The Early Childhood Education Center is a noble pursuit… Who would not want to support the creation of a place that serves our neediest and most-vulnerable young residents? But the ECEC as conceived now is no such a place: It would serve primarily the children of three entities; City, SMC and Rand employees, many who do not even live here. The parents of those children, to be sure, are well-compensated. Surely, Rand can and should fund its own daycare on its own site, like other progressive companies. Surely, the City can and should utilize present space such as the Ken Edwards Center or the Palisades Park site for its daycare. How nice it would be for our seniors and children to mingle in the same place, benefitting and enriching the lives of each other. I have taught at SMC. My son attends school there. Please do not tell me there is not existing space at the college for a daycare paid for by the SMC employees whose children would benefit from it. One final point: An expensive and new building on city-owned land will not produce better children, but one or two dedicated teachers in any loving environment will. There are less-expensive alternatives to the ECEC and the Council can and must consider and encourage their implementation.
Finally, the Civic Auditorium itself. I was part of the “Save the Civic” group which advocated for the creation of the Civic Working Group and advocated for many of its members. I commend their efforts and dedication. Clearly, history has shown us the city has proved to be a less-than-ideal Civic steward. I say this not as criticism but as fact. The City Council can and must allow a private entity to give the Civic a second life as a new cultural venue, where a small King Tut exhibit, or a Tom Petty concert, or the Santa Monica Symphony, or a marquee movie screening during the AFI Convention could be screened. The new Civic must be all these things and must earn its place in the Civic Center’s future. If it cannot, then the best option might be to preserve its landmarked façade and create something on the site that will serve the above uses and much more. A white elephant serves no one and takes up a lot of space. The Civic must be reborn, or it must be allowed to fade gently into history.

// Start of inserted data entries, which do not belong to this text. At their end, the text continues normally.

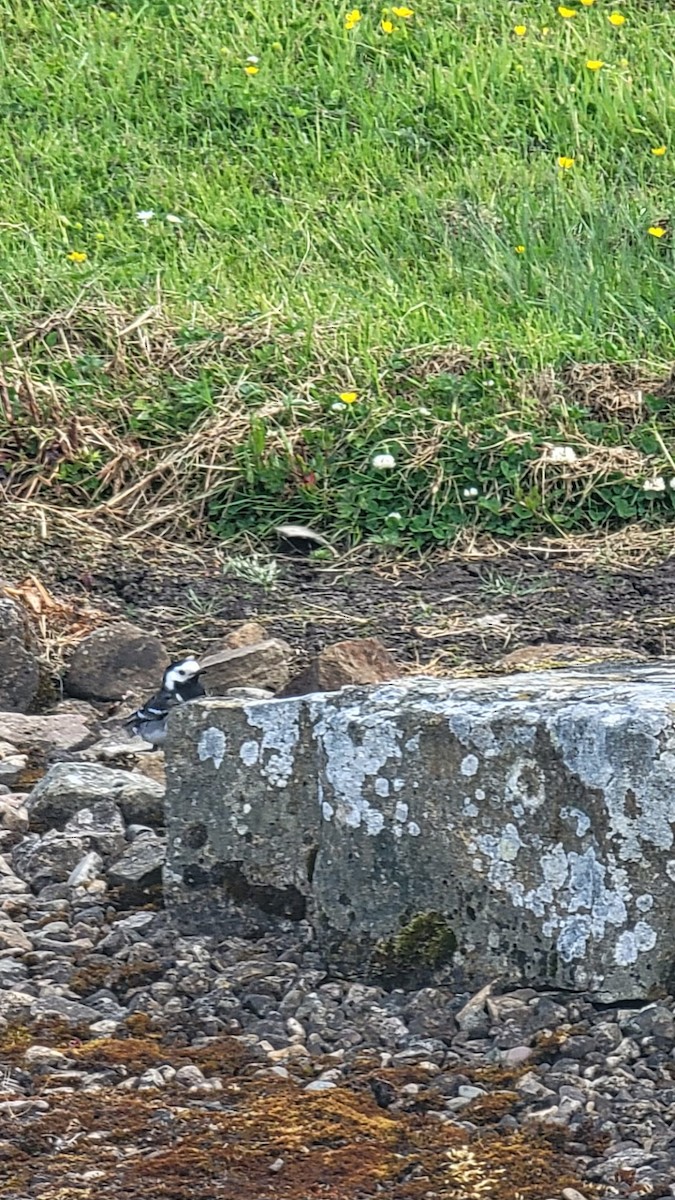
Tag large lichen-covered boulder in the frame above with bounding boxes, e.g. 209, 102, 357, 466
163, 665, 675, 1001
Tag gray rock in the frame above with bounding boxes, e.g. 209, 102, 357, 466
12, 831, 92, 889
0, 795, 29, 834
499, 1045, 534, 1067
0, 919, 32, 951
108, 833, 166, 899
68, 851, 104, 888
164, 667, 675, 1000
30, 994, 103, 1024
0, 989, 38, 1019
174, 1064, 206, 1087
0, 711, 97, 755
0, 597, 40, 712
624, 1003, 675, 1045
63, 801, 126, 856
27, 762, 165, 830
65, 622, 169, 702
279, 638, 399, 699
0, 746, 27, 788
203, 638, 292, 695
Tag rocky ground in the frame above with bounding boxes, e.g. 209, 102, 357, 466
1, 764, 675, 1200
2, 526, 675, 1198
0, 718, 674, 1199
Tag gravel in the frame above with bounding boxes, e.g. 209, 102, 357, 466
1, 773, 675, 1198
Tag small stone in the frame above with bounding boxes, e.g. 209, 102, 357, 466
138, 1068, 166, 1089
203, 638, 292, 695
65, 622, 169, 702
63, 802, 126, 856
0, 597, 40, 712
13, 832, 92, 889
279, 637, 399, 698
107, 834, 165, 900
497, 643, 644, 672
88, 1019, 120, 1037
0, 920, 32, 951
561, 1189, 590, 1200
304, 1078, 337, 1092
174, 1064, 206, 1087
0, 796, 29, 834
27, 762, 165, 830
24, 1046, 70, 1068
0, 711, 97, 755
30, 995, 102, 1024
68, 851, 104, 888
269, 1157, 285, 1173
0, 751, 28, 789
500, 1045, 533, 1067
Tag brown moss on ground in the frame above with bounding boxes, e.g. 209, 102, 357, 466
69, 958, 167, 997
0, 1017, 599, 1199
0, 1066, 595, 1200
0, 1021, 248, 1078
463, 1090, 521, 1124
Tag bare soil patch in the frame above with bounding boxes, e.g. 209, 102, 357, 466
2, 503, 675, 687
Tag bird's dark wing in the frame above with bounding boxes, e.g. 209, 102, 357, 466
124, 686, 181, 728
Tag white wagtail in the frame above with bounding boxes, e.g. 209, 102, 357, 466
125, 643, 275, 749
125, 656, 206, 749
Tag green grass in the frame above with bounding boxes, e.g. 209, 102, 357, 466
1, 0, 673, 358
0, 0, 674, 548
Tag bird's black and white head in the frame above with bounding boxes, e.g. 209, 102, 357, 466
162, 656, 201, 693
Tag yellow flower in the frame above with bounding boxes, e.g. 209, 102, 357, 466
392, 5, 414, 16
339, 391, 358, 404
515, 245, 526, 254
558, 6, 577, 17
608, 11, 625, 25
585, 59, 604, 70
67, 251, 87, 263
557, 155, 575, 169
580, 0, 595, 6
651, 145, 667, 156
381, 18, 394, 32
514, 24, 527, 36
244, 64, 259, 75
344, 8, 362, 29
648, 226, 666, 238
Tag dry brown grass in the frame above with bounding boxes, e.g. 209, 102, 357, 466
1, 301, 674, 563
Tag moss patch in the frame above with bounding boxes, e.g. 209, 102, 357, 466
372, 911, 457, 985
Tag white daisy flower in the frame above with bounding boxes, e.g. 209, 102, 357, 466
136, 210, 155, 223
643, 476, 666, 493
372, 453, 396, 470
462, 487, 479, 498
247, 55, 259, 63
386, 511, 402, 522
548, 445, 578, 464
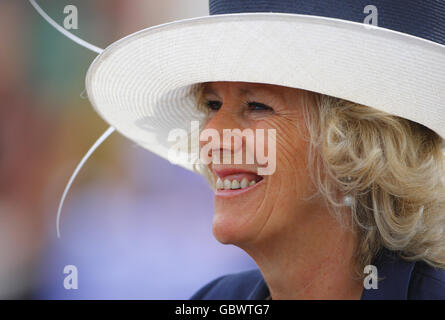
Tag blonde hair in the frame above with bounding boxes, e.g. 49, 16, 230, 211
192, 83, 445, 272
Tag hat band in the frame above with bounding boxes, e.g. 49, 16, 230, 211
209, 0, 445, 45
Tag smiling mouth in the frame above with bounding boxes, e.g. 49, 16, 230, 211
212, 167, 264, 196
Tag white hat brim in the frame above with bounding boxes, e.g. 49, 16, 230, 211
86, 12, 445, 171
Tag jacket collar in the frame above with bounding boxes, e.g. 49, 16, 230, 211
247, 275, 270, 300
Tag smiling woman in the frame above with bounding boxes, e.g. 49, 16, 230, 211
85, 0, 445, 300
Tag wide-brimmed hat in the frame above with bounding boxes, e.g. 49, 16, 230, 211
86, 0, 445, 172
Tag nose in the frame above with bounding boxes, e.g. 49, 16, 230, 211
199, 106, 244, 164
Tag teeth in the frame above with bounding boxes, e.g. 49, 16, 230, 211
216, 177, 259, 190
216, 178, 223, 189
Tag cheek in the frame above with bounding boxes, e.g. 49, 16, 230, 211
257, 116, 308, 168
257, 117, 313, 200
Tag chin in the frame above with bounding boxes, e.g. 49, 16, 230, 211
211, 209, 254, 245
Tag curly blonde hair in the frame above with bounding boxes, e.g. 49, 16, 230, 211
192, 82, 445, 272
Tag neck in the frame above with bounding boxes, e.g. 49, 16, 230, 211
241, 207, 363, 300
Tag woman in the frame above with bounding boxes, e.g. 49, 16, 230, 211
85, 0, 445, 299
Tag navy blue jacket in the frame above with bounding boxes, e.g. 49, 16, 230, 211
191, 249, 445, 299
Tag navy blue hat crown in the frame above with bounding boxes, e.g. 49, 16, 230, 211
209, 0, 445, 45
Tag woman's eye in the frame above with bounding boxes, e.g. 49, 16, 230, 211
246, 102, 274, 112
203, 100, 274, 113
205, 100, 221, 111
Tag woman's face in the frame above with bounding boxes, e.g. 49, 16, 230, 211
200, 81, 321, 247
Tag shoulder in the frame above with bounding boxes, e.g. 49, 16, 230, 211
190, 269, 267, 300
408, 260, 445, 299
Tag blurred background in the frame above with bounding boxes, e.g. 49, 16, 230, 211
0, 0, 255, 299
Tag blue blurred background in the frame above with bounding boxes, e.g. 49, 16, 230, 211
0, 0, 256, 299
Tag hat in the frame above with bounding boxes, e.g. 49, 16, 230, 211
86, 0, 445, 172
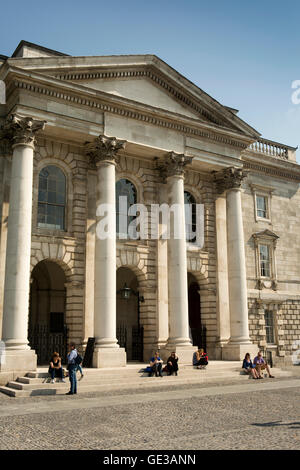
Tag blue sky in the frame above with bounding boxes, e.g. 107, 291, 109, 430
1, 0, 300, 155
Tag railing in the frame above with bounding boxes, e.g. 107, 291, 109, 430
248, 138, 294, 160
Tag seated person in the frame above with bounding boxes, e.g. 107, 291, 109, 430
193, 349, 208, 369
242, 353, 259, 379
253, 351, 274, 379
149, 351, 163, 377
49, 352, 65, 383
166, 352, 179, 376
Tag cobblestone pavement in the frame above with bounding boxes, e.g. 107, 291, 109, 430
0, 378, 299, 450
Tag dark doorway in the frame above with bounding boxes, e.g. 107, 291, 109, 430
116, 267, 143, 361
29, 260, 68, 364
188, 273, 206, 351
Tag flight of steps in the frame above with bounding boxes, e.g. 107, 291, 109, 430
0, 361, 293, 397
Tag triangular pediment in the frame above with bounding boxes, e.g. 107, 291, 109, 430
3, 48, 261, 138
70, 76, 202, 120
253, 230, 280, 240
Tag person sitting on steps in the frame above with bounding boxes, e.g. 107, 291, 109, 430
49, 352, 65, 384
242, 353, 259, 379
149, 351, 163, 377
166, 352, 179, 376
253, 351, 275, 379
193, 348, 208, 369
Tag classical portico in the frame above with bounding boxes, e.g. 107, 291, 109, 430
1, 41, 299, 382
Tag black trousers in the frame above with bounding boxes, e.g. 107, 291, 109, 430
167, 363, 178, 374
149, 363, 162, 376
196, 358, 208, 366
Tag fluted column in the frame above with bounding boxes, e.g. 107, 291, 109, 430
158, 152, 196, 364
86, 135, 127, 367
0, 115, 45, 372
215, 167, 257, 360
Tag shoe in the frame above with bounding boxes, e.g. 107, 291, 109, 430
175, 371, 178, 376
159, 373, 163, 377
61, 379, 66, 383
269, 375, 275, 378
51, 379, 55, 384
65, 391, 74, 395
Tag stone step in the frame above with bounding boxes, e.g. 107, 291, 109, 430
3, 369, 292, 397
0, 375, 254, 397
20, 368, 289, 386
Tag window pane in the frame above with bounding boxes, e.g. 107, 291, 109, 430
38, 165, 66, 231
260, 245, 270, 277
264, 310, 275, 343
184, 191, 196, 243
257, 196, 267, 218
116, 179, 137, 237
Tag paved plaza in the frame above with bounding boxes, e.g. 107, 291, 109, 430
0, 377, 299, 450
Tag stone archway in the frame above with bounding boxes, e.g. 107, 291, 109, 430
29, 260, 68, 364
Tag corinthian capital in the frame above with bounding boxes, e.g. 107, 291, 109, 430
85, 135, 126, 167
157, 151, 193, 180
213, 167, 248, 194
0, 114, 46, 148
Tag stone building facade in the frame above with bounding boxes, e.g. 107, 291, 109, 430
0, 41, 299, 381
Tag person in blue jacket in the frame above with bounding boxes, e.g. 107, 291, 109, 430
242, 353, 259, 379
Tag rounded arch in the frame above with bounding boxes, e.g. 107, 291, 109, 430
116, 171, 145, 205
31, 251, 73, 281
116, 249, 148, 284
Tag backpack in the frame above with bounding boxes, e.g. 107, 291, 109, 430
74, 354, 83, 365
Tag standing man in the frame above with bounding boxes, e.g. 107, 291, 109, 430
66, 343, 78, 395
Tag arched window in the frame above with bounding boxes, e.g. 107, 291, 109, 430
184, 191, 197, 243
37, 165, 66, 230
116, 178, 137, 238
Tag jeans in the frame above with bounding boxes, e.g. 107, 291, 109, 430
76, 364, 83, 375
49, 367, 63, 380
68, 364, 77, 394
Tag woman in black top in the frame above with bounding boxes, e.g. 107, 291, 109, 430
166, 352, 179, 376
49, 352, 65, 383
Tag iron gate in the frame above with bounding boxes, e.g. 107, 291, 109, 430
117, 325, 144, 361
28, 324, 68, 365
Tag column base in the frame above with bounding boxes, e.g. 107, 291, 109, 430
0, 348, 37, 373
160, 345, 197, 365
92, 347, 127, 368
222, 343, 258, 361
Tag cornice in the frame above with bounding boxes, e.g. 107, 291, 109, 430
242, 156, 300, 182
2, 67, 254, 151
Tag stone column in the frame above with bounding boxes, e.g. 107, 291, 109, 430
215, 194, 230, 358
86, 135, 127, 367
158, 152, 197, 364
0, 115, 45, 373
215, 167, 257, 360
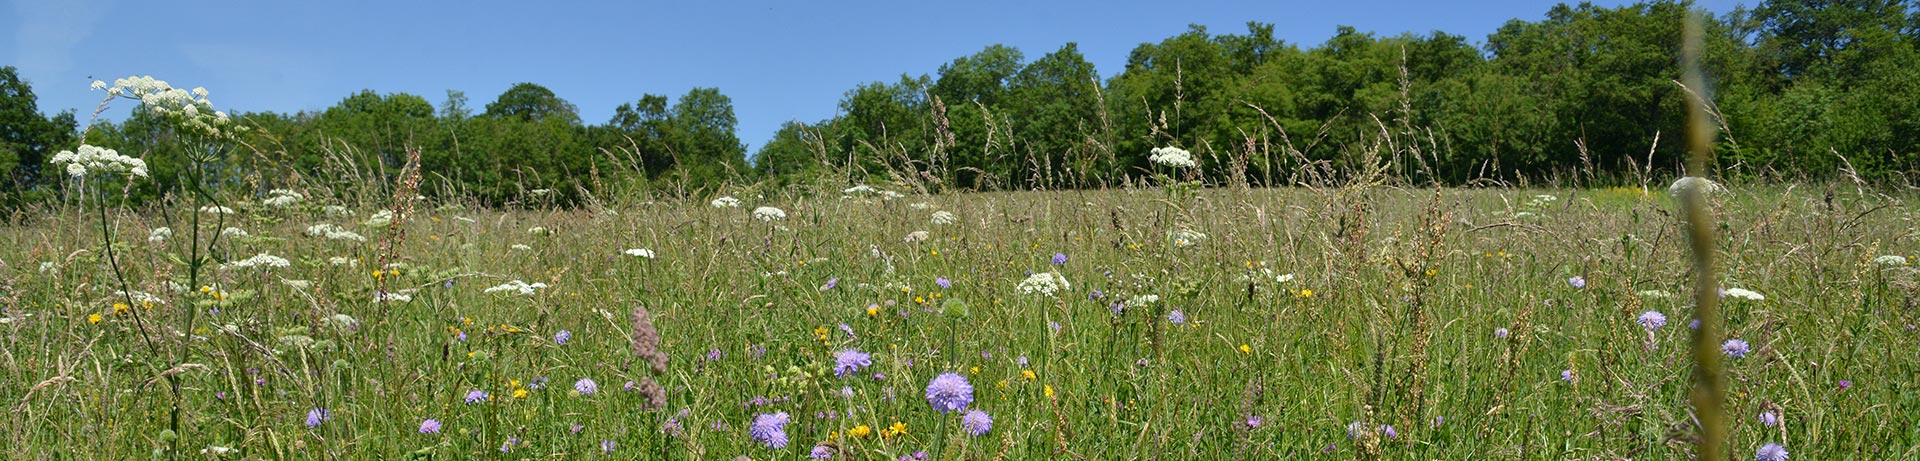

These decisions are complex and difficult. Positive change will take time. There will be winners and losers. But the right decisions outlined above can and must be made and the right actions taken. Anything less is to squander the opportunity to be truly “civic” to the Civic Center’s future.
In closing, I commend and stand with the many students and parents in support of a full-purpose field. When deciding the Civic Center’s future, the field is a good place for the Council to start.